O goleiro é o único que pode tocar na bola com as mãos, mas foi com o pé esquerdo que Victor virou santo. Vi alguém escrevendo que o destino não seria tão leviano a ponto de não conceder ao campeão tamanha sorte.
Mas o meu amor não é completamente metafísico. Ele se materializa no amor de meus amigos atleticanos. Lembro me como se fosse agora. Ronaldo Balbino prometeu fazer 13 horas de churrasco em praça pública para o Galo não ser rebaixado. E fez! Uma das coisas mais legais que retrato no meu livro "Morro do Papagaio". O casamento de minha amiga Isabella Tavares, em Brasília, no meio da festa entre homens de terno e mulheres de vestido longo, o hino do Galo entoado: Clube Atlético Mineiro. Galo forte, vingador! O cartunista CAu Gomez, que me acolheu quando fui fazer parte do mestrado em Salvador, foi com quem compartilhei a alegria assistir às partidas do Galo na segunda divisão!
Mas não para por aí. Jogo após jogo, a gente se reconhecia nos olhares de solidariedade: se era uma derrota, seguíamos firmes frente aos escárnios. Batíamos no peito e dizia: Aqui é Galo! E foi nas derrotas que meu sentimento ganhou corpo. Foi neste momento que entendi o que era ser Galo! 'Torcer contra o vento se houvesse uma bandeira hasteada', ensinou Roberto Drummond! Mas as derrota não nos calava. Nunca um resultado ruim nos calou.
Aprendemos a venerar Reinaldo, Dadá Maravilha, Marques, Éder! O meu favorito era Toninho Cerezo, que muitos diziam ser a cara do meu pai. Então, chegou Ronaldinho Gaúcho, um cara que há muito eu gostava pelo jeito alegre. Nunca entendi a empatia que tinha pelo Gaúcho, que chegou aqui sob críticas.
Confesso que tive dúvida da contratação, mas o jeito de Gaúcho se sobrepôs a qualquer desconfiança. A cada partida, ele me fazia entender o que era o futebol. Os seus lançamentos geniais me davam ideia de tempo e espaço e como em um doutorado futebolístico mostrava o que poderia ser feito dentro das quatro linhas. Passei a assistir aos jogos dos adversários para saber se poderiam ou não vencer o Galo! Consultava com minhas amigas Tetê Monteiro e Kelen Almeida sobre os esquemas táticos e para saber quais eram as nossas reais chances. Mário Henrique Caixa virou vício.

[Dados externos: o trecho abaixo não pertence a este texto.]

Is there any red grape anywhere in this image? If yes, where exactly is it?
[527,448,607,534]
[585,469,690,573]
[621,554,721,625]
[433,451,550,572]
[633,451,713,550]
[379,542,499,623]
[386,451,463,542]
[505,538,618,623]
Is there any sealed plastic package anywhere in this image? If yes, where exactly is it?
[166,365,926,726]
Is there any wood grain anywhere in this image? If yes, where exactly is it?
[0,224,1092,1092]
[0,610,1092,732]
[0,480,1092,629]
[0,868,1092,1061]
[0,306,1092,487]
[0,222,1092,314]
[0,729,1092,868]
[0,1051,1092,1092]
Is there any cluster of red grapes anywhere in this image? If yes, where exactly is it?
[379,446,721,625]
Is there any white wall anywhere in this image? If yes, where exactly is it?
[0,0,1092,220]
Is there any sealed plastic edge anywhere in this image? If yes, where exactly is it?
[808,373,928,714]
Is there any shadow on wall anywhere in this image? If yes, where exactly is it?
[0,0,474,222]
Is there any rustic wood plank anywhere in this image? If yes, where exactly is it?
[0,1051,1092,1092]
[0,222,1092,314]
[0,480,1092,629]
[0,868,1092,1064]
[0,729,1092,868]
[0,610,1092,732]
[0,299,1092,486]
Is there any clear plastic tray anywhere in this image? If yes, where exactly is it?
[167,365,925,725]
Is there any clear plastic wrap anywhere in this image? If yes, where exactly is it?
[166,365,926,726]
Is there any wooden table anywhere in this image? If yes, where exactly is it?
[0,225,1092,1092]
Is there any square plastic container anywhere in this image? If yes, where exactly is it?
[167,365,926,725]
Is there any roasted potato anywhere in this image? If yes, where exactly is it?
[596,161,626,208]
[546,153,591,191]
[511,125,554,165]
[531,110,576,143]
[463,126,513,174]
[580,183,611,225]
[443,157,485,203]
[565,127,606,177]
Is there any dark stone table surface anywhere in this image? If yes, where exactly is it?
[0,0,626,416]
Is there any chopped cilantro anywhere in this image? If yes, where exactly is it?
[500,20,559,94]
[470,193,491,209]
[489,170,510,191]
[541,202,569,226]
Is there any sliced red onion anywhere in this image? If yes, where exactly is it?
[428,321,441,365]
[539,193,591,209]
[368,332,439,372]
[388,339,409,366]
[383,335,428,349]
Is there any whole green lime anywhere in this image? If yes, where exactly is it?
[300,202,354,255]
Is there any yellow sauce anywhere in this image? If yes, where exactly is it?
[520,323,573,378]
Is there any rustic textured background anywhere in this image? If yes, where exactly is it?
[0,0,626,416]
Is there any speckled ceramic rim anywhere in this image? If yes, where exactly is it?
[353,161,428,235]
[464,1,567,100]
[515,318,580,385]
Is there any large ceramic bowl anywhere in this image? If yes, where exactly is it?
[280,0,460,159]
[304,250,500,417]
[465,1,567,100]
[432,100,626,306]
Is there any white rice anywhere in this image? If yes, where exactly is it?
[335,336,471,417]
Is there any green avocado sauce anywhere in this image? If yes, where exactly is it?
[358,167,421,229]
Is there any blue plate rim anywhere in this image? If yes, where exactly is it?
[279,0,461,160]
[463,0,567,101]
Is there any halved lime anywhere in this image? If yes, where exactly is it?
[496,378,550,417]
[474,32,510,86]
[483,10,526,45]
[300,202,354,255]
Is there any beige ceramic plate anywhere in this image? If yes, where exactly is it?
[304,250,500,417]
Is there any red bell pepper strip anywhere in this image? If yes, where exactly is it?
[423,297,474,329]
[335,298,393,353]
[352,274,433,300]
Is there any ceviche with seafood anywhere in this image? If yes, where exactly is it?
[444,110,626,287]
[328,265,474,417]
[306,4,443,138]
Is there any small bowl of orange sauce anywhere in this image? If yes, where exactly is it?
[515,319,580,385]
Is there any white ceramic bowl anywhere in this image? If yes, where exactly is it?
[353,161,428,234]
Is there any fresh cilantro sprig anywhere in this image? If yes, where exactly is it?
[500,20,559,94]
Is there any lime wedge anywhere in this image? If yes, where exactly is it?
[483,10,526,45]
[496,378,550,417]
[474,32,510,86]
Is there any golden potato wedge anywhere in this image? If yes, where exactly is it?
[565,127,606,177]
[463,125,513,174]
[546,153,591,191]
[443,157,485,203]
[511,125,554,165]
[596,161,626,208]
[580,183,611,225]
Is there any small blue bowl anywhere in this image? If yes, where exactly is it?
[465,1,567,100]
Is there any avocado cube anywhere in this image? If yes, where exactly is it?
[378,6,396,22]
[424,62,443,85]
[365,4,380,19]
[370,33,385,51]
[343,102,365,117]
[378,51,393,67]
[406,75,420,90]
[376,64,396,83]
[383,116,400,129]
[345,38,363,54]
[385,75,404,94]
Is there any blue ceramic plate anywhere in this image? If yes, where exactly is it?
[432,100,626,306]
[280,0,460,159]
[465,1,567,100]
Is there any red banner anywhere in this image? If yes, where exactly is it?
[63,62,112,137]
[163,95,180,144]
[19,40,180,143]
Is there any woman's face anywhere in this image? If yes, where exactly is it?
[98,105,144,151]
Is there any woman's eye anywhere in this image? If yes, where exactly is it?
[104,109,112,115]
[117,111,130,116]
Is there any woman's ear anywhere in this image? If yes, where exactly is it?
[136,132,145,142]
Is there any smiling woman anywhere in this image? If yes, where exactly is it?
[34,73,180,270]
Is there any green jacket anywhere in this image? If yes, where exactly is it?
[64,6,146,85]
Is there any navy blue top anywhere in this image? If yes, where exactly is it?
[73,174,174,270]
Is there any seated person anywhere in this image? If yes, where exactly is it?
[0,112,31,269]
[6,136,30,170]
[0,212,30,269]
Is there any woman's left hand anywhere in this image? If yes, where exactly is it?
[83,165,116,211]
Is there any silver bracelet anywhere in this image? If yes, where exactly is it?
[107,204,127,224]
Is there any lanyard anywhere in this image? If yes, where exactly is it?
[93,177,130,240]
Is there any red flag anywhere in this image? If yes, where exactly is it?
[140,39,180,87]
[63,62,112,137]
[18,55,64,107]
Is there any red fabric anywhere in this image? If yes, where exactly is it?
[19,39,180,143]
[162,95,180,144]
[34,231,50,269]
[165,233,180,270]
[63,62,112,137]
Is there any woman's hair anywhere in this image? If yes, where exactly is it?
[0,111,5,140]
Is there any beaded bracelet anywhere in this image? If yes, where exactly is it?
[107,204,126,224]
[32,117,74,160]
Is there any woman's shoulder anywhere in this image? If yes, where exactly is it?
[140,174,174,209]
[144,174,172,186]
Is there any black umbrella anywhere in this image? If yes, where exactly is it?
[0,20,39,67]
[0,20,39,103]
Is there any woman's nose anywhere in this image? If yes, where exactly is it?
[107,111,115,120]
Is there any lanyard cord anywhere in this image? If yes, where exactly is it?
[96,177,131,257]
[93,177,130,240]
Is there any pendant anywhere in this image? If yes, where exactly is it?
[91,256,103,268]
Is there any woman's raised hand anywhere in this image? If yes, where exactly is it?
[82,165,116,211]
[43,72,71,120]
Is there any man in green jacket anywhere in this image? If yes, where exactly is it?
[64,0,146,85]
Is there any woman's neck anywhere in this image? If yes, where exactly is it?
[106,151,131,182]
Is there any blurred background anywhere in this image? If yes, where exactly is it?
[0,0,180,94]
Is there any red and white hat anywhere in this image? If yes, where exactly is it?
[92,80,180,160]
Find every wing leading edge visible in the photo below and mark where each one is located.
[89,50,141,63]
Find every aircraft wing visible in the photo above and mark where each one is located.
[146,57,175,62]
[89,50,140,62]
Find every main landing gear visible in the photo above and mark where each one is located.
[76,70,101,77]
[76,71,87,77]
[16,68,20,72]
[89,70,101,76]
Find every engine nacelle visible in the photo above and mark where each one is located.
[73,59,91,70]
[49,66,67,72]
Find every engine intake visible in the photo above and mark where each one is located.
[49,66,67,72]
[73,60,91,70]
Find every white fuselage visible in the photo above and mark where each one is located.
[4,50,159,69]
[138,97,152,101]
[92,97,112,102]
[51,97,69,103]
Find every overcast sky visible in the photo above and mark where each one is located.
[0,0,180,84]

Confesso que meu coração se fortalecia frente ao escárnio dos que insistiam em dizer que não éramos nada. Uma certeza crescia: prefiro não ter título nenhum a torcer de forma pragmática e arrogante. Não, o meu Galão da Massa é diferente. Não precisava vencer todas para amá-lo. E a torcida mostrava isso, gritando: "Aqui é Galo!" Contra os prognósticos de muitos comentaristas de futebol, que desmereceram o Cuca e o elenco, o Galo avançava. Sob a generosidade daquele que fora duas vezes o melhor do mundo, outras estrelas começaram a brilhar. Jô, Bernard, Réver, Rosinei, Tardelli, Pierre, Leonardo Silva, São Victor! Mesmo com o Galo dando show, o escárnio permanecia, mas a torcida não arredava um centímetro a confiança.
Dizem que no futebol é assim: a rivalidade se sobrepõe a tudo. Então, a cada possibilidade de derrota do Galo, ouvimos e aguentamos os descrentes. Temos tantos títulos, tantas Libertadores, tanto, tanto, tanto... Mas nada disso era maior que o nosso Galão da Massa. Quando Ronaldinho entrou em campo com Dona Guilhermina foi dos momentos mais bonitos, que não irão sair da minha memória. Pelo histórico de Ronaldinho, ele deveria ser aclamado e a massa não se fez de rogada e o incensou ao posto de ídolo. O choro de Ronaldinho, ontem, ao falar desse campeonato me representa! Fico feliz pelo fato de o Galo ter vencido com esse elenco e mais ainda nas circunstâncias que ganhamos! Um beijo nessa equipe e um beijo nessa torcida.